The reason why this modification takes place is that leading coefficients of products of polynomials are always easy to compute: the distributive law ensures that

$$s(X) = p(X) q(X) \implies s(\infty) = p(\infty) q(\infty)$$
this is - the leading coefficient of a product is the product of the leading coefficients.

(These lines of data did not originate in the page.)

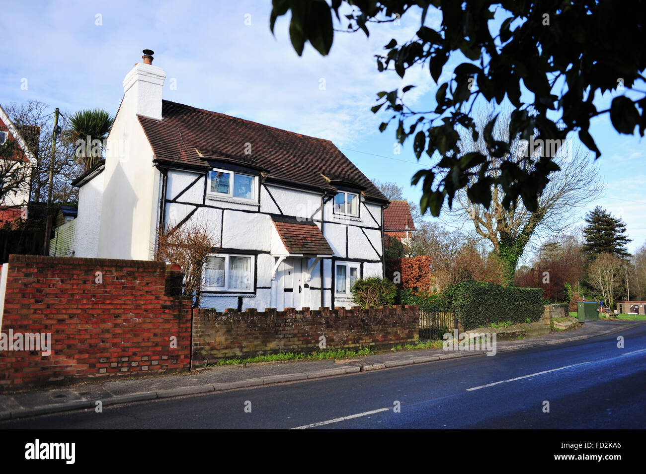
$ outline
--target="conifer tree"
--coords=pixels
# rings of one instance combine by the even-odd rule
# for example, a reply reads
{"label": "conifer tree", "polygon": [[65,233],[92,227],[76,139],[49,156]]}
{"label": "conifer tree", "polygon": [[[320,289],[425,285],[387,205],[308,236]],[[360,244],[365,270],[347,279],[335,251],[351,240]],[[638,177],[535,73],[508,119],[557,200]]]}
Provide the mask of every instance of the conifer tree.
{"label": "conifer tree", "polygon": [[630,239],[626,235],[626,224],[599,206],[585,217],[588,225],[583,229],[585,243],[583,251],[588,261],[601,253],[611,253],[620,259],[628,259],[626,244]]}

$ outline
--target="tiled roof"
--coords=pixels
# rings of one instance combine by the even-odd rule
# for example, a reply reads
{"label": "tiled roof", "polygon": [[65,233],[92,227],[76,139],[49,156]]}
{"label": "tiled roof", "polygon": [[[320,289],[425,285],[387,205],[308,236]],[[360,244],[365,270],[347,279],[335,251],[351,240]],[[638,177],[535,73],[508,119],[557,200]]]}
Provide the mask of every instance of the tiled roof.
{"label": "tiled roof", "polygon": [[408,230],[415,230],[408,203],[405,201],[391,201],[384,210],[384,230],[404,232],[407,225]]}
{"label": "tiled roof", "polygon": [[268,181],[330,191],[335,181],[342,181],[368,198],[386,201],[329,140],[169,101],[162,101],[162,117],[138,116],[159,161],[204,169],[211,168],[209,160],[225,161],[260,170]]}
{"label": "tiled roof", "polygon": [[295,217],[282,215],[273,215],[271,220],[290,253],[334,255],[325,236],[313,222],[298,221]]}

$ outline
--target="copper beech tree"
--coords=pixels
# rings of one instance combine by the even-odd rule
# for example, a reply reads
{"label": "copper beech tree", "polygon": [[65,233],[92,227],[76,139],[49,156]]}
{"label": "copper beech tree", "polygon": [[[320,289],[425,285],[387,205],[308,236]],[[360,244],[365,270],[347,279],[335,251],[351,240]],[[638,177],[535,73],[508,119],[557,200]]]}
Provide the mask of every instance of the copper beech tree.
{"label": "copper beech tree", "polygon": [[193,306],[198,307],[202,298],[207,256],[217,252],[208,223],[189,222],[175,227],[169,225],[158,232],[156,244],[155,259],[182,268],[183,294],[193,296]]}

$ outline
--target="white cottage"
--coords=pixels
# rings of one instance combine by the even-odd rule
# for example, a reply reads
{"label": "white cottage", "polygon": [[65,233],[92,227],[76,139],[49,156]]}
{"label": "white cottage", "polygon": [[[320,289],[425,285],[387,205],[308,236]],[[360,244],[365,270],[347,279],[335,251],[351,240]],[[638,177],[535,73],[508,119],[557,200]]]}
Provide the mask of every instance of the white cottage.
{"label": "white cottage", "polygon": [[383,275],[384,195],[328,140],[162,100],[144,54],[105,162],[76,181],[76,256],[151,259],[158,229],[205,222],[203,307],[351,306]]}

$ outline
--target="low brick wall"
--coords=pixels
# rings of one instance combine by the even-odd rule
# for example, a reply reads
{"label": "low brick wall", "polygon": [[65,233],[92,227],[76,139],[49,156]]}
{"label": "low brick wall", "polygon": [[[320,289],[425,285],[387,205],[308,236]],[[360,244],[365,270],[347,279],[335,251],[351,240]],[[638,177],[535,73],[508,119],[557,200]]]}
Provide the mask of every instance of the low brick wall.
{"label": "low brick wall", "polygon": [[2,333],[50,334],[51,353],[0,350],[0,390],[189,369],[191,299],[174,280],[160,262],[11,255]]}
{"label": "low brick wall", "polygon": [[368,310],[295,311],[193,310],[193,367],[223,357],[281,351],[312,352],[325,337],[326,348],[390,347],[418,340],[416,305]]}

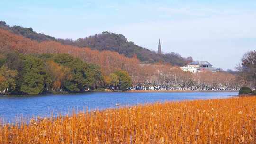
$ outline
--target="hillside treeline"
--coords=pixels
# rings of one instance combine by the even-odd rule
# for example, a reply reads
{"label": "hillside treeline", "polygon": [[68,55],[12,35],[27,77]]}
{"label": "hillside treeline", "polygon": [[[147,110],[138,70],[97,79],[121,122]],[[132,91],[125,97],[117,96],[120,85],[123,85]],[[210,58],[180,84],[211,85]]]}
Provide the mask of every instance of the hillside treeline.
{"label": "hillside treeline", "polygon": [[[70,39],[56,39],[44,34],[37,33],[31,28],[24,28],[19,26],[11,27],[6,24],[4,21],[0,21],[0,28],[38,42],[58,41],[64,45],[81,48],[90,47],[92,50],[99,51],[109,50],[116,52],[129,58],[136,55],[144,63],[154,63],[162,61],[173,65],[183,66],[192,60],[192,57],[183,58],[179,54],[173,52],[158,54],[148,49],[138,46],[133,42],[128,41],[123,35],[109,32],[103,32],[102,34],[73,40]],[[157,46],[157,44],[155,45]]]}
{"label": "hillside treeline", "polygon": [[104,86],[126,90],[131,86],[127,72],[117,71],[110,75],[105,83],[99,66],[68,54],[0,53],[0,94],[78,92]]}
{"label": "hillside treeline", "polygon": [[[206,72],[193,75],[191,73],[182,71],[178,67],[162,63],[142,64],[136,55],[134,55],[132,58],[128,58],[117,52],[110,51],[100,52],[89,48],[80,48],[74,46],[63,45],[56,41],[46,41],[38,42],[0,29],[0,53],[4,54],[12,53],[13,51],[17,52],[18,54],[22,54],[25,57],[31,54],[55,55],[61,54],[68,54],[69,56],[75,59],[77,61],[79,60],[80,61],[79,63],[81,63],[82,62],[87,63],[82,64],[93,65],[93,67],[89,67],[97,68],[91,69],[91,71],[85,71],[85,74],[93,71],[98,72],[97,72],[101,74],[100,80],[95,80],[96,81],[93,81],[94,82],[91,83],[83,83],[83,85],[81,85],[82,86],[79,86],[80,88],[73,87],[73,89],[69,89],[69,87],[64,85],[65,83],[59,81],[58,82],[59,84],[61,84],[60,87],[56,89],[51,87],[51,89],[48,89],[54,91],[60,91],[61,89],[62,90],[69,92],[78,92],[87,90],[86,90],[90,88],[91,90],[97,89],[99,87],[112,89],[117,89],[118,88],[119,90],[127,90],[128,88],[131,86],[130,83],[131,81],[134,87],[137,86],[148,88],[152,86],[158,88],[161,87],[168,90],[232,90],[237,89],[238,87],[236,83],[234,75],[225,72],[220,72],[217,73]],[[39,58],[41,58],[39,57]],[[44,59],[45,58],[41,60],[44,62],[44,64],[46,65],[46,66],[50,65],[51,63],[46,63],[47,61]],[[54,65],[63,66],[61,63],[54,60],[53,61],[57,64],[54,64]],[[9,67],[11,65],[8,65],[6,68],[8,70],[9,69],[11,70],[17,70],[16,69],[12,69],[11,67]],[[68,66],[67,66],[68,68]],[[50,72],[49,69],[46,71]],[[120,83],[122,81],[116,80],[117,73],[115,72],[120,71],[123,72],[122,74],[123,76],[119,75],[119,78],[125,78],[125,80],[124,80],[124,81],[126,82],[126,84],[123,84],[122,86]],[[113,74],[113,73],[115,74]],[[126,78],[129,77],[129,75],[131,78],[130,81],[129,79]],[[127,83],[128,84],[127,84]],[[53,86],[54,83],[52,84]],[[56,84],[56,83],[55,84]],[[48,87],[45,86],[47,84],[45,83],[43,85],[44,85],[43,89],[47,90]],[[40,89],[40,90],[37,91],[43,92],[45,91],[45,90]]]}

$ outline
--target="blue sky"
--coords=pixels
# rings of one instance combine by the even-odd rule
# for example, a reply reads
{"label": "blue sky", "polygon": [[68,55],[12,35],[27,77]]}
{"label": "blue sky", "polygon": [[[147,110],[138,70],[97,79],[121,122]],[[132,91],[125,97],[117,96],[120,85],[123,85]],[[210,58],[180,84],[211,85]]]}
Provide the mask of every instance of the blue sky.
{"label": "blue sky", "polygon": [[137,45],[234,69],[256,49],[256,0],[0,1],[0,20],[57,38],[109,31]]}

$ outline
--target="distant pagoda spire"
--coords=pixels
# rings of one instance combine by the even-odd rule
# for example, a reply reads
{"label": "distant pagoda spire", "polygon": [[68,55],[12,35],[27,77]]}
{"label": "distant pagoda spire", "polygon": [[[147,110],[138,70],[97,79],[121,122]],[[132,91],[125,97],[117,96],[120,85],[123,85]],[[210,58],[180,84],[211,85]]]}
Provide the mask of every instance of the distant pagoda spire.
{"label": "distant pagoda spire", "polygon": [[162,50],[161,50],[161,43],[159,39],[159,43],[158,44],[158,50],[157,50],[157,54],[162,54]]}

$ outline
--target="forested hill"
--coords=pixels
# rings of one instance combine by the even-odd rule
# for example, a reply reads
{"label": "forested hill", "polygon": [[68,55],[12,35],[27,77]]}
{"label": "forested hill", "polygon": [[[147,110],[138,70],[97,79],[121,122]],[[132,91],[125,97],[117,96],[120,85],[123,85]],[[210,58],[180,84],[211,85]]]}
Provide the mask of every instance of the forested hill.
{"label": "forested hill", "polygon": [[[91,36],[84,38],[79,38],[76,41],[62,40],[61,42],[65,45],[71,44],[80,47],[90,47],[99,51],[115,51],[129,57],[136,55],[141,61],[146,63],[163,62],[174,65],[184,65],[192,60],[191,57],[183,58],[177,53],[157,54],[148,49],[138,46],[133,42],[128,41],[122,34],[109,32],[103,32],[102,34]],[[155,46],[157,45],[156,45]]]}
{"label": "forested hill", "polygon": [[15,34],[22,35],[26,38],[39,42],[44,41],[56,41],[57,40],[50,36],[44,34],[37,33],[33,30],[32,28],[24,28],[19,26],[11,27],[3,21],[0,21],[0,28],[10,31]]}
{"label": "forested hill", "polygon": [[[133,42],[128,41],[123,35],[109,32],[104,32],[102,34],[91,36],[84,38],[79,38],[74,41],[70,39],[56,39],[44,34],[37,33],[34,31],[31,28],[24,28],[18,26],[10,27],[4,21],[0,21],[0,28],[39,42],[57,41],[64,45],[90,47],[92,49],[99,51],[110,50],[117,52],[128,57],[136,55],[144,63],[162,62],[173,65],[182,66],[192,60],[191,57],[183,58],[179,54],[175,53],[157,54],[148,49],[138,46]],[[156,46],[157,46],[156,45]]]}

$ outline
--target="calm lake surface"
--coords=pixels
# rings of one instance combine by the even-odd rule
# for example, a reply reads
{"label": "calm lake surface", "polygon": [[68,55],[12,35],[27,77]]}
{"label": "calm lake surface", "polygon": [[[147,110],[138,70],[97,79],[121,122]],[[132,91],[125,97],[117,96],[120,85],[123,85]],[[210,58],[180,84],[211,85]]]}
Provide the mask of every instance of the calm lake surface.
{"label": "calm lake surface", "polygon": [[103,110],[120,106],[133,106],[166,101],[225,98],[238,92],[97,92],[69,95],[0,96],[0,119],[6,122],[24,120],[33,117],[51,117],[76,111]]}

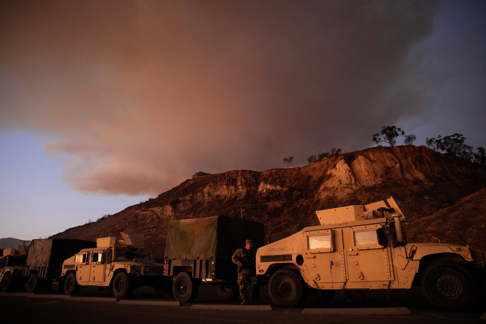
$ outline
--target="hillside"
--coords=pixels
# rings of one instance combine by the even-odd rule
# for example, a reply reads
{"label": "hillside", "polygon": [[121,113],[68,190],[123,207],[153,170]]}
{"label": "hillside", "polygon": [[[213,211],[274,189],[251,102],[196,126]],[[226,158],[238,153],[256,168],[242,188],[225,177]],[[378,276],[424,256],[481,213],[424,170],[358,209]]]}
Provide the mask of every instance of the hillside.
{"label": "hillside", "polygon": [[0,249],[18,249],[19,245],[30,244],[30,241],[25,242],[13,238],[0,239]]}
{"label": "hillside", "polygon": [[[484,166],[425,147],[371,148],[300,167],[234,171],[190,179],[154,199],[52,237],[120,239],[122,231],[142,233],[146,247],[162,258],[171,220],[217,215],[248,218],[264,223],[266,235],[273,241],[317,224],[316,210],[366,204],[393,195],[409,222],[409,241],[430,240],[429,234],[435,233],[430,231],[440,230],[435,235],[440,236],[441,241],[459,242],[454,240],[469,237],[470,244],[486,251],[473,232],[469,235],[463,230],[462,234],[453,235],[446,230],[446,224],[484,226],[481,206],[474,206],[474,199],[468,209],[477,214],[474,221],[470,214],[461,212],[466,203],[459,200],[468,201],[468,196],[475,193],[484,198],[484,192],[479,190],[486,187],[485,180]],[[456,202],[462,207],[454,207]],[[451,209],[444,210],[448,207]],[[450,214],[447,222],[440,213]],[[425,225],[426,235],[421,233]]]}

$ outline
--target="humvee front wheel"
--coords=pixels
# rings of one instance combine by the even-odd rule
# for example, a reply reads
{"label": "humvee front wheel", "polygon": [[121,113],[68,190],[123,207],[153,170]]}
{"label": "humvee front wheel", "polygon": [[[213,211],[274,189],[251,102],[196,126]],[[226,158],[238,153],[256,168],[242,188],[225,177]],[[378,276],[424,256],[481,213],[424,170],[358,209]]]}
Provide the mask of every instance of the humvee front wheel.
{"label": "humvee front wheel", "polygon": [[460,310],[475,300],[477,294],[471,273],[460,263],[440,260],[429,264],[420,278],[422,293],[441,309]]}
{"label": "humvee front wheel", "polygon": [[77,295],[81,288],[76,279],[76,273],[71,272],[68,274],[64,281],[64,293],[71,296]]}
{"label": "humvee front wheel", "polygon": [[29,277],[29,281],[27,281],[27,291],[29,292],[38,292],[40,290],[40,283],[39,282],[39,278],[37,277],[37,274],[32,273]]}
{"label": "humvee front wheel", "polygon": [[180,303],[194,301],[199,290],[199,282],[185,272],[175,276],[172,290],[175,300]]}
{"label": "humvee front wheel", "polygon": [[234,284],[220,285],[218,286],[218,294],[223,299],[233,299],[240,291],[240,287]]}
{"label": "humvee front wheel", "polygon": [[268,295],[278,307],[295,307],[306,297],[304,283],[299,273],[293,269],[281,269],[270,277]]}
{"label": "humvee front wheel", "polygon": [[113,279],[113,295],[119,299],[128,298],[133,292],[133,288],[128,274],[119,272]]}
{"label": "humvee front wheel", "polygon": [[1,290],[7,292],[13,290],[15,285],[12,282],[12,277],[10,273],[5,273],[3,280],[1,281]]}

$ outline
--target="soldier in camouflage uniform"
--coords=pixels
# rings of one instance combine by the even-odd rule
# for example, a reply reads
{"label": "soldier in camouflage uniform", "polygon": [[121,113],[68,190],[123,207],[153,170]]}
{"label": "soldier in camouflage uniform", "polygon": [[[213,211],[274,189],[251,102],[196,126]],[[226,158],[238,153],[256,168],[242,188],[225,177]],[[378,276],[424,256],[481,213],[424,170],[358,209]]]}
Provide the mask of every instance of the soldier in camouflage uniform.
{"label": "soldier in camouflage uniform", "polygon": [[238,267],[238,285],[242,305],[246,304],[246,287],[251,289],[253,277],[255,275],[255,255],[253,241],[247,239],[245,247],[238,249],[233,254],[231,260]]}

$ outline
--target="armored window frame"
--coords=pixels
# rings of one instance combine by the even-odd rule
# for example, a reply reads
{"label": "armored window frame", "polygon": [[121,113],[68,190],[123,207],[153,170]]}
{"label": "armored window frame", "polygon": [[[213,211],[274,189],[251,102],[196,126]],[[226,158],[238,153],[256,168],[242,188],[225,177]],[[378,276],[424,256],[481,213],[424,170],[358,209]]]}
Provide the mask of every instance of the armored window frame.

Moreover, for a linear polynomial $p_i(X)$, its leading coefficient can be calculated as the difference of its evaluations at 1 and 0: $p_i(1) - p_i(0)$.

Therefore, the formula is:
$$s(\infty) = \prod_{i = 1}^{d} p_i(\infty) = \prod_{i = 1}^{d} (p_i (1) - p_i (0))$$

Example:

Let $s(X) = p_1(X) \cdot p_2(X)$, where:
- $p_1(X) = 2X + 3$
- $p_2(X) = 5X - 4$

Calculate $p_i (\infty)$ for each factor:
- $p_1 (\infty) = p_1 (1) - p_1 (0) = (2(1) + 3) - (2(0) + 3) = 5 - 3 = 2$. (The leading coefficient of $p_1$ is 2).
- $p_2 (\infty) = p_2 (1) - p_2 (0) = (5(1) - 4) - (5(0) - 4) = 1 - (- 4) = 5$. (The leading coefficient of $p_2$ is 5).
Calculate $s(\infty)$: $$s(\infty) = p_1(\infty) \cdot p_2(\infty) = 2 \cdot 5 = 10$$
Verification:
Let's multiply the polynomials to find $s(X)$ explicitly: $$s(X) = (2X + 3)(5X - 4) = 10X^2 - 8X + 15X - 12 = 10X^2 + 7X - 12$$

The leading coefficient of $s(X)$ is 10, which confirms that the rule works perfectly.